第198章 飞熊
赵玄眼中余泪彻底消失,只剩惊悚和凝重。先前丧父之痛荡然无存,眼底翻涌着彻骨狠戾。
赵渊眸中骤然精光爆射,“对,收起你的软弱,就是这副表情!你记着,登基不过是踏入深渊的开始,此生无便再无一刻安枕!若敢懈怠,他日必身首异处……你回头看,阶下之人,他们都等着狮子酣睡,欲将你啖肉饮血呢……什么九五之尊,全是……狗屁。”
“哈哈哈哈……”赵渊低笑了一声,随即转瞬化作剧烈的咳喘,气息几欲断绝。
赵玄轻抚他的胸口,神色却不似方才那般凌厉,却也不甚温和,道:“父皇所言,儿臣明白了。”
“你素来聪慧……”赵渊气息微微平复,道:“朕去后,你登大宝,为父只求一件事。”
赵玄忙道:“父皇何出此言,有何遗愿,儿臣万死不辞。”
赵渊道:“给靳忠、贤妃,留个全尸。”
赵玄再度瞠目,强压下心头波澜,未敢侧目去看那靳忠。他深吸一口气,望着赵渊紧握的手,沉声道:“儿臣遵旨。”
“好……好……” 赵渊似是了却一桩心事,指节缓缓松开,他气若游丝地喃喃道:“你登基之后,切不可让史官捉住你行男风之柄,我大靖赵氏子孙,必当名留青史。”
赵玄唇瓣紧抿,“儿臣知晓。”
赵渊又嘱咐道:“你必要寻到《衍末实录》,将其毁掉。”
赵玄唇线绷得更紧,缓缓道:“儿臣知晓。”
“莫要手足相残……”
“儿臣明白。”
赵渊最后口中已然无法成言,只听得破碎支离的音节反复萦绕唇边:“舒……怡……舒……怡……”

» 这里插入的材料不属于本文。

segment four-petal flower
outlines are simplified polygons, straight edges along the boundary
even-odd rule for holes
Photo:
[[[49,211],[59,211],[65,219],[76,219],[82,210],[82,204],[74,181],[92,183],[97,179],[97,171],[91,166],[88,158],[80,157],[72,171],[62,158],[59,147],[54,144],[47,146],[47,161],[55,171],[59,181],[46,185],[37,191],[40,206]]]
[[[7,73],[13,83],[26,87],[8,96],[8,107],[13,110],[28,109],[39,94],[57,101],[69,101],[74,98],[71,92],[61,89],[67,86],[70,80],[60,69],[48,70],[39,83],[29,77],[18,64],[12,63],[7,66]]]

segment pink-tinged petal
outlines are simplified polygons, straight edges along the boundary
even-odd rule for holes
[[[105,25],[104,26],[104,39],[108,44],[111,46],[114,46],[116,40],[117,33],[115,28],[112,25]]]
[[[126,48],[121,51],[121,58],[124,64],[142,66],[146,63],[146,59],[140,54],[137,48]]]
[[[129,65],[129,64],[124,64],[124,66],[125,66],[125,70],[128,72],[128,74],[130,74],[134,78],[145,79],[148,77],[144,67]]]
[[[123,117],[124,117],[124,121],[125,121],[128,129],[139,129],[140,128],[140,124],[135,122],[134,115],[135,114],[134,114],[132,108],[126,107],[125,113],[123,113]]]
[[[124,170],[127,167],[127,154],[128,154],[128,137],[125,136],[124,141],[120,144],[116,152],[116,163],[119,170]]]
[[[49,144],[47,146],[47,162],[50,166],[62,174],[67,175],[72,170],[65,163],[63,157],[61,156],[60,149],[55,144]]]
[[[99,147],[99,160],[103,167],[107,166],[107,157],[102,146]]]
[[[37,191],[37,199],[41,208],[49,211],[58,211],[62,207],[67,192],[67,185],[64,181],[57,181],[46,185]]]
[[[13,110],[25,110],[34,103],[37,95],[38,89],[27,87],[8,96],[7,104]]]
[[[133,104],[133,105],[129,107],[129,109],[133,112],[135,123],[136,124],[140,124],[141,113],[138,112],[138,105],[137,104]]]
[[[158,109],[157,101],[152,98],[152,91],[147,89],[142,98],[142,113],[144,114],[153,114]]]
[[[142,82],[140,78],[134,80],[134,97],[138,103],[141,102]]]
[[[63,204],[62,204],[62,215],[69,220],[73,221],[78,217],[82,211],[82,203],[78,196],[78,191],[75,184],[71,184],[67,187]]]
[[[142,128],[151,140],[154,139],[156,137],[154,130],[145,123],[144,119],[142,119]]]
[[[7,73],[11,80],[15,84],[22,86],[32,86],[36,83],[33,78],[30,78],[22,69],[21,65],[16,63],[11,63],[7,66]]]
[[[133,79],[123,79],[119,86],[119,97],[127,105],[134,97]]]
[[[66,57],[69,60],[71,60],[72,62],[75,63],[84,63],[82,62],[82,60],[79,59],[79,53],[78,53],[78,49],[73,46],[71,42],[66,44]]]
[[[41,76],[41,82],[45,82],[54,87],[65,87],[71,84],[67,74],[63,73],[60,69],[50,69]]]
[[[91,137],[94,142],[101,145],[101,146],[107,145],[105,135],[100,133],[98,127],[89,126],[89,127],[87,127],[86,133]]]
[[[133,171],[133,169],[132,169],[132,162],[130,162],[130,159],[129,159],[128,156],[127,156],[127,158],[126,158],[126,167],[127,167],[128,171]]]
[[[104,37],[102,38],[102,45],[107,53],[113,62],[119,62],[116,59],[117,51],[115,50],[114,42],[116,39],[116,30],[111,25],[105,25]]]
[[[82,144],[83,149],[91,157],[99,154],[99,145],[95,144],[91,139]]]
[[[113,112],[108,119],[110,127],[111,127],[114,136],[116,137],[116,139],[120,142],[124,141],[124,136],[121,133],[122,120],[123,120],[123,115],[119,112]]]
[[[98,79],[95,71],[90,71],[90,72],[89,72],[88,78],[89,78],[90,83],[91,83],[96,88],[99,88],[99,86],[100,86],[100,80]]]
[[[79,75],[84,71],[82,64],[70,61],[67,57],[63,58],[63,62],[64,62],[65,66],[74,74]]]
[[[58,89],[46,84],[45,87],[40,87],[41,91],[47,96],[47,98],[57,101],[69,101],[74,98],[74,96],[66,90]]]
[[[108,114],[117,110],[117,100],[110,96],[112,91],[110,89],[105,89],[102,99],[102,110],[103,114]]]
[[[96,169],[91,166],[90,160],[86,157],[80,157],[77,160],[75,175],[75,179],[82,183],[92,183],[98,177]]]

赵玄附耳倾听,细细分辨方才听出他所言为何,不由得牙关紧咬,腮边肌肉紧绷。
望着那猛然气绝的老父,他心中痛极恨极,又翻涌着一丝难言的酸涩。
舒怡——
正是亡母德妃闺名。
“父皇 ——!”
赵玄一声悲呼,响彻殿宇。
阶下皇子、重臣闻声,齐声恸哭:
“父皇!”
“陛下!”
震天哭声之中,城外隐约传来敌军战鼓隆隆,声震郊畿。大靖四代帝王,永嘉皇帝赵渊,双目圆睁,撒手尘寰,龙驭上宾。
第124章
赵渊尸身尚未冷却,那张曾掌天下权柄的面容,却已是面目狰狞,似有不甘,死不瞑目。
靳忠趋步上前,见此状惊出一身冷汗,忙回身看向赵玄,躬身低唤:“陛下……”
赵玄敛去倾泻的情绪,抬手将赵渊双眼阖上。
一如赵渊临终所言,他清晰感知到,身后跪伏的身影之中,无数道目光如饿狼窥伺,灼灼落在自己脊背之上,藏着觊觎,藏着叵测。
他深吸一口气,缓缓起身,直面满殿臣僚。
靳忠亦连忙立身其侧,高举先帝遗诏,朗声道:“遗诏既宣,字字千钧,众臣恭迎大靖新皇 ——”
“且慢!”
一声断喝陡然响起,硬生生截断靳忠之言。
那吏部尚书张济已然起身,目光直视正欲接旨的赵玄。
“先帝尸骨未寒,太子殿下这便急着要坐上这龙榻了吗?”
跪立在太傅白敬德身侧的白逸襄,此刻倏然起身,跨步而出挡在赵玄身前,厉声喝止:“张尚书!此乃先帝灵前,安敢放肆无状!”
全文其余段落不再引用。